In Q 30:51, a destructive wind turns vegetation dry and yellow, causing disbelievers to despair and forget their previous blessings (Baghawī and Bayḍāwī, Tafsīrs). In Q 77:33, “ṣufr camels” (lit. yellow camels) are understood as black camels, which is lexically warranted (Ṭabarī, Samarqandī, Tafsīrs, Ibn ʿAṭiyya, Muḥarrar, sub Q 2:69; Makkī, Hidāya; Wāhidī, Wajīz; Ibn Qutayba, Mushkil; Rāghib, Mufradāt, sub ṣ-f-r). In this verse, the yellow camels describe the sparks of Hellfire as though they were yellow camels, which may refer to both their great size and color (Zamakhsharī, Kashshāf).

Red (aḥmar) appears once in the plural form wa-ḥumrun (Q 35:27), describing mountain paths (see Mountains); it is also alluded to in the phrase rosy-red, like oil (Q 55:37). The mountain paths are white and red (Q 35:27), denoting the diversity and beauty of creation. Abū Zakariyyā Yaḥyā b. Ziyād al-Farrāʾ (d. 207/822) likens these paths to veins (Maʿānī-l-Qurʾān), while Abū al-Faḍl Muḥammad b. Mukarram Ibn Manẓūr (630-711/1232-1311) explains that their hue is different from the color of the mountain itself (Lisān).

Red also appears in a simile related to the Resurrection—“the most terrifying moment for men and jinn and all created beings” (Rāzī, Tafsīr): when the sky is rent asunder (inshaqqat) and becomes rosy-red, like oil (wardatan ka-l-dihān) (Q 55:37). On that day, the sky will appear like a surface covered with doors due to the descent of the angels, similar to the rose (warda) with its various colors (Wāḥidī, Wajīz); or similar to a red horse (al-faras al-warid), whose color is red at the beginning of spring but changes to dust-color (aghbar) in a long winter (Baghawī, Tafsīr). The second part of the simile, in which heaven is compared to “oil” (al-dihān, sing. duhn), is variously explained by the commentators as an oil that changes its color when it is poured—from green to red to yellow (Qurṭubī, Tafsīr); or it is pure rose oil (duhn al-ward al-ṣāfī) and heaven will be like the color of poured oil (ka-l-duhn al-sāʾib), especially when the heat of Hellfire will reach it (Baghawī, Qurṭubī, Tafsīrs); or it is like red tanned skin (al-adīm al-aḥmar) (Ibn al-Jawzī, Zād).

Blue (zurqan) is mentioned once (Q 20:102) as the participial state (ḥāl) of the condemned (al-mujrimūn) on the Day of Reckoning; it is the only word from the root z-r-q to appear in the Qurʾān: The Day when the Trumpet will be blown and We shall gather the criminals on that Day, blue-eyed.

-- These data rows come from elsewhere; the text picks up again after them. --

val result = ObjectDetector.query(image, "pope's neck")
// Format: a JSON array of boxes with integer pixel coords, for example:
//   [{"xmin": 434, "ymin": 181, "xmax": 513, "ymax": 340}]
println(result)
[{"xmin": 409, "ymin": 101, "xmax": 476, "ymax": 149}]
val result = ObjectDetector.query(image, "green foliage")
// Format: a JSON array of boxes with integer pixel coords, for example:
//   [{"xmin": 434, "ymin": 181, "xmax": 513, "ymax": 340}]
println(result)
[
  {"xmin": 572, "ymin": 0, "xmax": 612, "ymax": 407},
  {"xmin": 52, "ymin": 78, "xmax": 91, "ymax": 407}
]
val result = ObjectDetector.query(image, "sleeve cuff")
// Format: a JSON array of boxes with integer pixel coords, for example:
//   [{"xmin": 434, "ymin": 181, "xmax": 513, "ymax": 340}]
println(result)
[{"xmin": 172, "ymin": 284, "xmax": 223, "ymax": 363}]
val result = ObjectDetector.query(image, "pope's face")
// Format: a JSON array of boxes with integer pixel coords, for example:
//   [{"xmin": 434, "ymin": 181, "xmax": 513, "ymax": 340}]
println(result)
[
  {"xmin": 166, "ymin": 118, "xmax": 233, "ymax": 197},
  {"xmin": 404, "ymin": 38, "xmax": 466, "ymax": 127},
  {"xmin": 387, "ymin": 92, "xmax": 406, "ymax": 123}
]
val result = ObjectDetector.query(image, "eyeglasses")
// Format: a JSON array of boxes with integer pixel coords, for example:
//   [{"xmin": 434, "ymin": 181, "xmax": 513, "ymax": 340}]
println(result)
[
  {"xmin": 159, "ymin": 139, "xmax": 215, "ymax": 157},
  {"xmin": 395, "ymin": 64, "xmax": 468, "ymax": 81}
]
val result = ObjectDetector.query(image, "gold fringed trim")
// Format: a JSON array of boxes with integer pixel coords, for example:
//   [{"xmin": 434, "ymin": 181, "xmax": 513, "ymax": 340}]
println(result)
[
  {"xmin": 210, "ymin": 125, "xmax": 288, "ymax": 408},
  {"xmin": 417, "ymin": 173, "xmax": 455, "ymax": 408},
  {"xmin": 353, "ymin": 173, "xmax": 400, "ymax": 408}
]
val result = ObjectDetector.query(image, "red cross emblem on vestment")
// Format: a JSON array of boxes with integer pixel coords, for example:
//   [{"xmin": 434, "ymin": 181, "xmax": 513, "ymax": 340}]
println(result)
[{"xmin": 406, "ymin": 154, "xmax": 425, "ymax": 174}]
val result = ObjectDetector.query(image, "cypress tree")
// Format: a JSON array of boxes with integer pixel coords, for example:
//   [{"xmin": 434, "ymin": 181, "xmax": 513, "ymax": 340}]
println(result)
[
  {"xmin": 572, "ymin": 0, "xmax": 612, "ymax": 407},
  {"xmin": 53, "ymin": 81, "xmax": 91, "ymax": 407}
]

The guilty are the disbelievers and the wrongdoers (Rāzī, Tafsīr) and “blue-eyed” is glossed as “blind” (Zamakhsharī, Kashshāf), as it is said in Q 20:124, We shall raise him blind on the Day of Resurrection. It is the negative opposite of the whitening of the eyes of Yaʿqūb, upon him peace, in Q 12:84 (Ibn al-Qaṭṭāʿ, Kitāb al-afʿāl, 2:94).


Colors in the Plenitude of Creation

The entire order of creation is permeated with dynamic colors of manifold hues: And of humankind, beasts, and cattle there are, likewise, those of diverse colors (Q 35:28). In this diversity of colors is a proof of the existence of an Excellent Creator (Qurṭubī, Tafsīr). And whatsoever He has created for you on earth of varying colorsverily, in this is a sign for people who remember (Q 16:13), just as diverse languages are signs for people of knowledge: And of His signs is the creation of the heavens and the earth and the diversity of your languages and your colors; indeed, in this are signs for those of knowledge (Q 30:22). Embedded in the rhythm of life as well as appearing within the goodly provisions (Q 16:67), which Allah Most High creates for the sustenance of all living beings, colors are present in everything—in the pure white milk produced in the bellies of the cattle, between refuse and blood (Q 16:66), as well as in flowers, fruits, and vegetation, and in a drink of diverse colors which comes forth from the bellies of bees, to whom the Lord has instructed to take up dwellings among the mountains and the trees and among that which they build, then eat of every kind of fruit, and follow the ways of your Lord made easy (Q 16:65-69; see Contemplation)—all of these are manifest bounties of Allah, bearing gratitude (Ṭabarī, Tafsīr, sub Q 16:13).